How to Get Rid of Iron Bacteria

Iron bacteria are generally a natural occurring organism. It usually survives by receiving energy by oxidizing ferrous iron into insoluble ferric iron. When that happens, it appears to be in a rust-colored deposit. They often resemble into a protective slime layer which makes them very resistant to elimination. The slimy substance sticks tightly to the lining of pipes and plumbing fixtures. That will result to clog well screens, plumbing and reduce well yields. Also, this is the reason why the water can produce a foul smell.

Although this is proven to non-harmful to humans, nobody should leave this problem unattended. Who would want to have this foul smell every time you flush your toilet? Fortunately, there are some ways that can be done to eliminate these iron bacteria. Some procedures may be challenging but it’s definitely worth it if it’s going to get rid of that bacteria and foul smell.

Shock Chlorination

Most of the home owners know that chlorine can be a powerful disinfectant. However, when dealing with these particular bacteria, it can still be a challenge. The slimy characteristics of iron bacteria keep the disinfectant from penetrating beyond the surface cells. Also, the well water’s components can technically absorb much of the chlorine before it can even go through the iron bacteria. This procedure is more than just pouring chlorine into the well water.

First you have to prepare approximately 8 quarts of 5.25% household chlorine bleach. Mix it with 100 gallons of water.

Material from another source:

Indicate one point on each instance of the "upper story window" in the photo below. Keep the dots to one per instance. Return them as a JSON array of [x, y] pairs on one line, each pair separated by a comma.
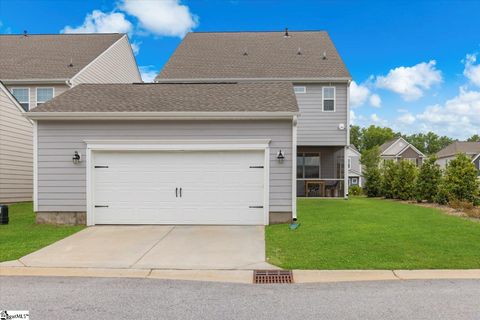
[[300, 89], [23, 97], [43, 95], [328, 94]]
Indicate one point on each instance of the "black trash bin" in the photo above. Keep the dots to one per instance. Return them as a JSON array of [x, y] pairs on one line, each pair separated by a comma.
[[3, 214]]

The goal in this kind of setup is to prepare twice or thrice the amount of water standing in the well.

Next is to pour the solution into the well. Locate a hose bib and attach another hose into that. Then get the other end of the hose and place it directly into the hose well as well. Then open the faucet and let the water circulate for at least an hour. Remember to open all your faucets inside your house until you can smell the scent of chorine, that’s the time to close it.

Leave this kind of setup for about 24 hours before removing the system free of chlorine. It is better if you have a chlorine test to make sure that there is at least 10ppm of chlorine left in the water well after 24 hours. If you have lesser that 10ppm, you can repeat the process until the desired outcome is achieved.

If everything goes well, it is time to let go of the chlorinated water. Eliminate the water by running it outdoors on a field. Remember that this is a strong solution. It can kill you plants and grass and it can have negative effects on the septic tanks too.

Chlorine Solution

Iron bacteria in wells do not lead to health problems, but they can have awfully horrendous consequences. To do away with iron bacteria, blend 100 gallons of water with eight quarts of chlorine bleach. Take out or unfasten the upper shell of the well. Be certain that you shut down the electrical supply for the pump. Impel the chlorine solution to the well continuously. Switch the power on once more. Place a clean water hose into the well and allow the water to flow for an hour in order to give way for the redistribution of chlorinated water. It will clean the interior of the well container and the pump piping too. As soon as you can get a whiff of chlorine in the water, you can put off the faucet. Let the chlorine solution settle in the well overnight.